How to Cook Eggs #3 Lime Curd
Time to move onto something sweet for the egg series. Having decided that I quite liked the idea of lemon curd, I read many recipes but they often only used the egg yolks, which is all very rich and delicious, but it leaves me with the age old problem of leftover egg whites (I already have too many to count in the freezer thank you very much). So when I found some recipes that use all of the egg it was a no brainer. No it’s not a typo, I have been talking about lemon curd and yes, the title of this post is lime curd. I fancied a change. I’d like to write that I had a glut of limes from my lime tree, but alas, in the two and a half years I have been nurturing my small tree it hasn’t yielded a single lime, but I will continue to lovingly tend to it until the day I do have a glut. Instead, I just over shopped and couldn’t bare to see them go rotten.
For this curd recipe, I have adjusted the quantities to suit the 6 small limes I had in the fruit bowl, but if you’d like to make more or do have a genuine glut of limes you could easily double the recipe. This quantity does however make more than enough for us. I like the homemade curd, but I’m not the sort of person who can spread it on toast or crumpets like most people seem to enjoy. The whole sweet and savoury thing just doesn’t work for me. I have started to develop a sweet tooth though (my waistline is not thanking me), so with some leftover pastry from the freezer I made some lime and dark chocolate tarts. You could also buy some ready made pastry shells from the supermarket, but I find the pastry in the shop bought version too thick for my taste, so prefer to make my own.

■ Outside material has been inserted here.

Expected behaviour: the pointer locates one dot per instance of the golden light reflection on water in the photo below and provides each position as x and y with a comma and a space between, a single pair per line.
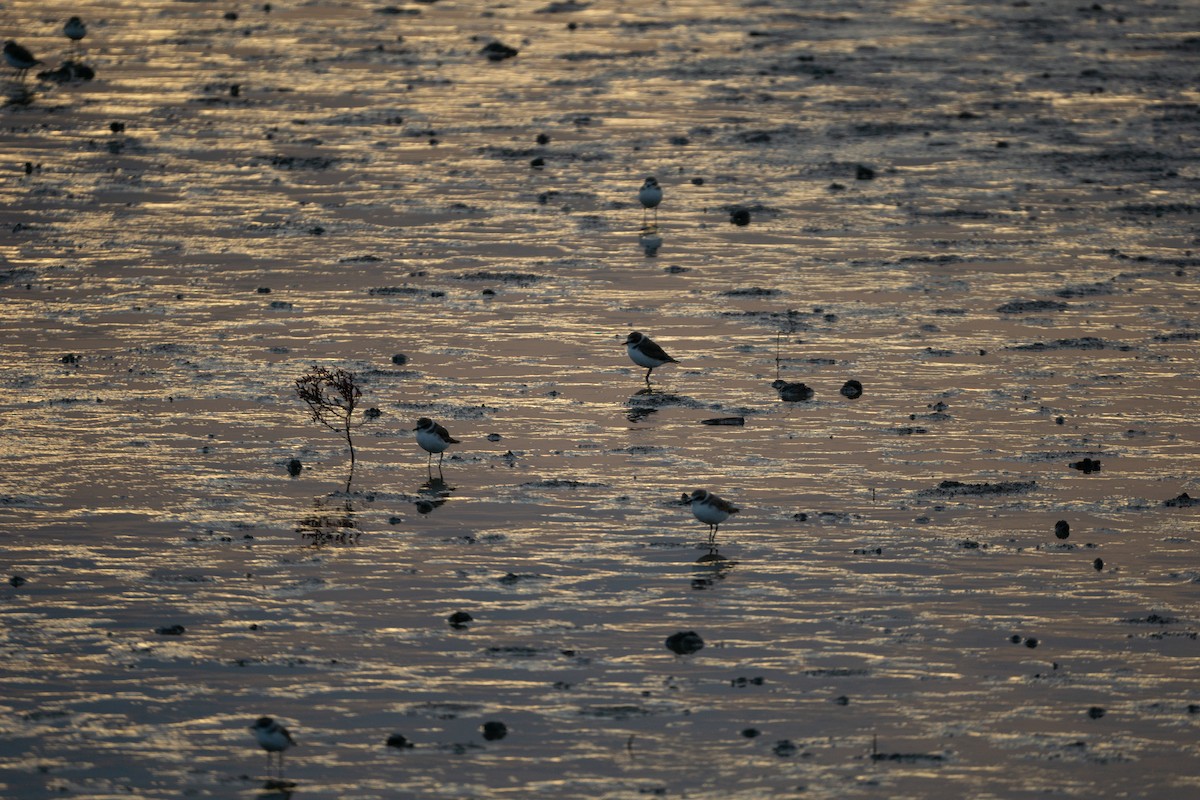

After blind baking the pastry shells leave them to cool. Then put half of the curd into a piping bag and pipe into the cooled pastry shells, to fill two thirds of the shell. Allow this to set, while you make a chocolate ganache, with cream and dark chocolate (there are loads of recipes online, I just picked one and made a small quantity). Pipe the ganache on top of the tarts, and if you can wait long enough, allow the chocolate to set before eating. Delicious.
About half of this curd was also used to top by lime and ginger cheesecake. I’m pretty sure any kind of citrus could be substituted, just adjust the quantity of sugar to suit your own taste.
160ml lime juice (from about 4-6 limes)
zest of 2 limes (removed before you juice!)
250g caster sugar
160g unsalted butter, cubed
5 eggs, beaten
Steralise some small jars if you are not going to use the curd immediately. Boil the jars in a pan of boiling water for ten minutes then dry in a oven heated to 100 degrees Celcius.
Put the lime juice, rind, sugar and butter in a heat proof bowl and put over a pan of simmering water (do not allow the water to touch the bottom of the bowl). Stir until the butter has melted and the sugar has dissolved.
Gradually add the beaten egg to the mixture and continue to stir over the heat until the mixture thickens and coats the back of a spoon. Do not allow the water to get too hot otherwise the egg will scramble. The curd should take about ten to twenty minutes to thicken.
Once ready use as directed in the recipe or store in a jar for later. Pour the curd into the sterilised jars. While the jars are still hot, seal the jars and allow to cool. The lime curd will keep for about a month in the fridge as long as the seal isn’t broken. Alternatively the curd will keep in a bowl with cling film over the top. Ensure the cling film touches the top of the curd so a skin doesn’t form.